Researchers discover way to slow or block recurrence of glioblastoma
By Steven Lee
Researchers at The University of Texas at San Antonio have discovered a way to delay or even block recurrence of the deadliest brain cancer after radiation, bringing new hope
for survival.
Ironically, the scientists found that the customary treatment for glioblastoma, ionizing radiation, can also cause tumors to recur, by generating senescent or aged cells that secrete molecules that can spur growth of neighboring cancer cells.
But they discovered that a new class of experimental “senolytic” drugs, given after radiation, can kill those senescent cells while sparing normal ones, thereby stemming recurrence. A senolytic refers to a novel class of small molecules thought to selectively induce death of senescent cells.
“These findings lend credence to the ‘one-two punch’ approach to radiation therapy, where radiation or other agents are first used to induce senescence in a tumor, and then the senescent cells are removed by a senolytic,” said Sandeep Burma, PhD, professor and vice chair (research) of neurosurgery at UT San Antonio and Mays Cancer Center.
Burma and Bipasha Mukherjee, PhD, associate professor of neurosurgery at UT San Antonio, are lead authors of the study, “Targeting cIAP2 in a novel senolytic strategy prevents glioblastoma recurrence after radiotherapy,” published Feb. 19 in the journal EMBO Molecular Medicine.

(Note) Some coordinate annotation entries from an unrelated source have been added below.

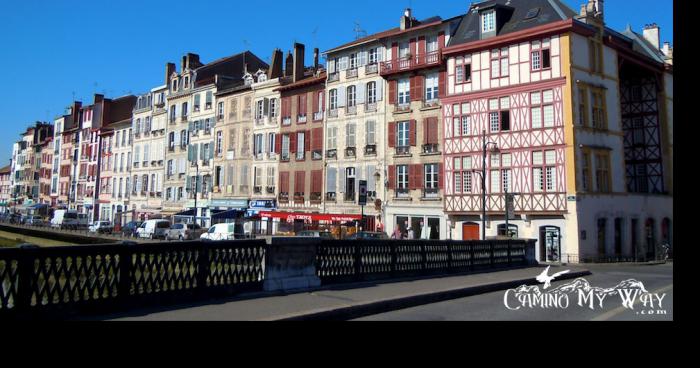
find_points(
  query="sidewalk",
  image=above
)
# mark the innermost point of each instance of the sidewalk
(344, 302)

Other authors also are with the departments of neurology, biochemistry and structural biology, and medicine at UT San Antonio, as well as the University of Texas Southwestern Medical Center in Dallas, and the Mayo Clinic of Rochester, Minnesota.
A double-edged sword
Recurrence of glioblastoma, the most common primary brain tumor in adults, is a major clinical problem as it occurs quickly and can be even more aggressive. Accordingly, Burma’s lab has focused on understanding the forces driving recurrence and strategies to block the process.

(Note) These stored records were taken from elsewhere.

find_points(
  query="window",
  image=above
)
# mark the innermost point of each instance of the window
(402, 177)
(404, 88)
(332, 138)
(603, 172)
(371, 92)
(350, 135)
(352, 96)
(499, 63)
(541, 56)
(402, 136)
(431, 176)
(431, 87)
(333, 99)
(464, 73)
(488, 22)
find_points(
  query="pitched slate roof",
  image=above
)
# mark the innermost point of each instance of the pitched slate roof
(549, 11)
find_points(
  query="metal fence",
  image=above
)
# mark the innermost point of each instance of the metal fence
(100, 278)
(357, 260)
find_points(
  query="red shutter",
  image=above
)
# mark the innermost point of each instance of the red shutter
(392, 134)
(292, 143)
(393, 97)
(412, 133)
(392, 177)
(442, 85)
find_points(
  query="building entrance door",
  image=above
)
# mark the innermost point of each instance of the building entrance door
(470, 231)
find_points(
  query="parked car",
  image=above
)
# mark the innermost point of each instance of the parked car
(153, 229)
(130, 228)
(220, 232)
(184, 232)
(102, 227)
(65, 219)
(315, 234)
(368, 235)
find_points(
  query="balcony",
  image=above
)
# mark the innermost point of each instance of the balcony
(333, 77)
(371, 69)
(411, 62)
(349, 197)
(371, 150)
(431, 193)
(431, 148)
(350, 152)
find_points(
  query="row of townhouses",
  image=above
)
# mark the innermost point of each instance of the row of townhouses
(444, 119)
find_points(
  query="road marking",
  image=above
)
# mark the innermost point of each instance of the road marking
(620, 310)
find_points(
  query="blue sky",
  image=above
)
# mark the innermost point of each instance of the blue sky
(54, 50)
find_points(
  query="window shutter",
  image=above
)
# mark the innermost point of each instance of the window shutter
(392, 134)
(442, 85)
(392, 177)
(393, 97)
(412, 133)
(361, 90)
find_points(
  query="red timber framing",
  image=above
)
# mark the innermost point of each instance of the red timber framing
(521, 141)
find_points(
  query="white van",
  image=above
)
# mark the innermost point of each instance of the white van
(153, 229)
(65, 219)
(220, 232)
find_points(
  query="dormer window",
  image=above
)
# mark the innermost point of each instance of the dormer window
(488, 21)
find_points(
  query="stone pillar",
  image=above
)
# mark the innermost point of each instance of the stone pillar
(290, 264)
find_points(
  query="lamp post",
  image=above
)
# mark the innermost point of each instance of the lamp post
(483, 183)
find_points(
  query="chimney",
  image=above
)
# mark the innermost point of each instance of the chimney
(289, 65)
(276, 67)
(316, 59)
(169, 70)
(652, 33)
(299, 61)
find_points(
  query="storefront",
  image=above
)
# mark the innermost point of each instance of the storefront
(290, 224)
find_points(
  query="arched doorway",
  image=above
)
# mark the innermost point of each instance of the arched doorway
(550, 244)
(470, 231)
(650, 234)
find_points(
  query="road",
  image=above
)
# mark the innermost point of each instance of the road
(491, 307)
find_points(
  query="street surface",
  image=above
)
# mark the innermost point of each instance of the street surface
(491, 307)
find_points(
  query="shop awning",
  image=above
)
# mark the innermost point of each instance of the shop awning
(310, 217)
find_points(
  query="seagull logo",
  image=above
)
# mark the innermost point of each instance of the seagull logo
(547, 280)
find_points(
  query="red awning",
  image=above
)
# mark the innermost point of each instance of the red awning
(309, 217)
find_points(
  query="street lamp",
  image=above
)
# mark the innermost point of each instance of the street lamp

Specifically, they are trying to understand whether senescence of cancer cells after radiation therapy – also called therapy-induced senescence, or TIS – might counterintuitively be driving recurrence.
Burma said that ionizing radiation, which is routinely and, in many cases, effectively used to treat cancer, is a double-edged sword since radiation also is a powerful carcinogen. For glioblastoma, radiation is still the most effective therapy. But radiation exposure also is the only known risk factor for its development, and could perhaps also drive recurrence.
When a tumor is radiated, a cancer cell can either die or remain alive but be permanently unable to divide further, a state called senescence, with both outcomes controlling tumor growth.
However, researchers in this study discovered that senescent glioblastoma cells secrete large amounts of growth factors and other molecules that can act on persisting cancer cells and encourage them to re-proliferate. What could be done about this problem?
End of senescence
Senolytic gets its name from the words “senescence” and “lytic,” or destroying.
The researchers found that senescent glioblastoma cells rely on an anti-apoptotic protein, or one that slows or prevents cell death known as cIAP2, for survival. They also found that targeting cIAP2 with a senolytic drug called birinapant in mouse tumor models after radiation could kill senescent cells while sparing normal cells.
They tested their approach in multiple mouse models of glioblastoma and found that while the drug was not effective on its own, it was very effective at delaying or even preventing recurrence if given as an “adjuvant” after radiotherapy.
“These pre-clinical results highlighting a novel senolytic approach for glioblastoma are very exciting from a clinical standpoint as they clearly indicate that significant improvement in patient survival may become possible by eliminating senescent cells arising after radiotherapy,” Burma concluded.